Imaginez un cercueil scellé, oublié dans d’une église pendant près de 200 ans. À l’intérieur, le corps d’une femme, Joan Wytte, décédée en 1813… mais dont la dernière demeure ne sera enfin creusée qu’en 1998. Son histoire défie le temps et la logique. Pourquoi a-t-il fallu attendre si longtemps pour l’enterrer ?
SOMMAIRE

Deux siècles d’attente
En 1813, Joan Wytte s’éteint dans le petit village anglais de Beer Ferris, dans le Devon. Selon la tradition de l’époque, son corps est placé dans un cercueil en plomb, puis déposé dans la crypte de l’église locale. Mais contre toute attente, personne ne l’enterre vraiment.
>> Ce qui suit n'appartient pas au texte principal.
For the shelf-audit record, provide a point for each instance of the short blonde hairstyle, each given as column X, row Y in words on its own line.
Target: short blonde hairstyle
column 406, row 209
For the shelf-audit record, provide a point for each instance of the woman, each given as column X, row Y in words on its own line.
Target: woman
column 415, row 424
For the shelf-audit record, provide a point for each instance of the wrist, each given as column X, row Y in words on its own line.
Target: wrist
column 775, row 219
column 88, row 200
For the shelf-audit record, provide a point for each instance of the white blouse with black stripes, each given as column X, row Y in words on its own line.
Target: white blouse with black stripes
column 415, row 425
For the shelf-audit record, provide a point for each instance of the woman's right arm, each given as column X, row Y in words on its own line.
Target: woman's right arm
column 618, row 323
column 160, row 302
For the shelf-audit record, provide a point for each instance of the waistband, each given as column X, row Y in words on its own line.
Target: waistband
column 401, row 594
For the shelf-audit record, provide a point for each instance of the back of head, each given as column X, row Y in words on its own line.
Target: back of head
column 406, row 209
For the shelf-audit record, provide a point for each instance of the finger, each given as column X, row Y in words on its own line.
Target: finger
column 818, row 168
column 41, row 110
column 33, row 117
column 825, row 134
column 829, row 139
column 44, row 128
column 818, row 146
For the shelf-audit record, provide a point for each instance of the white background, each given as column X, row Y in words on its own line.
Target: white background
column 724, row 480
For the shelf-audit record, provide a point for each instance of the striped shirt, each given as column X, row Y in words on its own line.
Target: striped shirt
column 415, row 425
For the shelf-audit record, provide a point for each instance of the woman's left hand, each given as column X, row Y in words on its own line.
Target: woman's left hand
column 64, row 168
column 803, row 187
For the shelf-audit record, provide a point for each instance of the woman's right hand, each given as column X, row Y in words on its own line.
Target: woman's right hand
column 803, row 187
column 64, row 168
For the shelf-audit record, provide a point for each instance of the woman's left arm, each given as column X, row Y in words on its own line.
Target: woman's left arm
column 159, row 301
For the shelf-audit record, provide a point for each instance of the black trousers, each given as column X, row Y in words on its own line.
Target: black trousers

Son cercueil reste là, oublié, pendant des générations. Les années passent, les prêtres se succèdent, et on oublie peu à peu Joan. Pourtant, son corps attend patiemment son dernier repos dans ce cercueil en plomb.

Une légende fantomatique
Les habitants de Beer Ferris racontent que Joan hantait les lieux, refusant de quitter ce monde tant qu’elle n’aurait pas été correctement inhumée. Certains jurent avoir entendu des bruits étranges près de la crypte, comme si son esprit errait, incapable de trouver la paix. Une malédiction ? Personne ne le sait vraiment. Mais une chose est sûre : pendant près de deux siècles, Joan Wytte reste là sans que personne ne s’en occupe.

Une découverte macabre
Ce n’est qu’en 1998, lors de travaux de rénovation dans l’église, que les ouvriers tombent sur son cercueil, toujours intact. Le choc est immense : comment une telle erreur a-t-elle pu durer aussi longtemps ? Les archives révèlent qu’un oubli administratif, et les changements de responsables religieux, en sont la cause. Son corps, miraculeusement bien conservé grâce au plomb, est enfin inhumé… 185 ans après sa mort.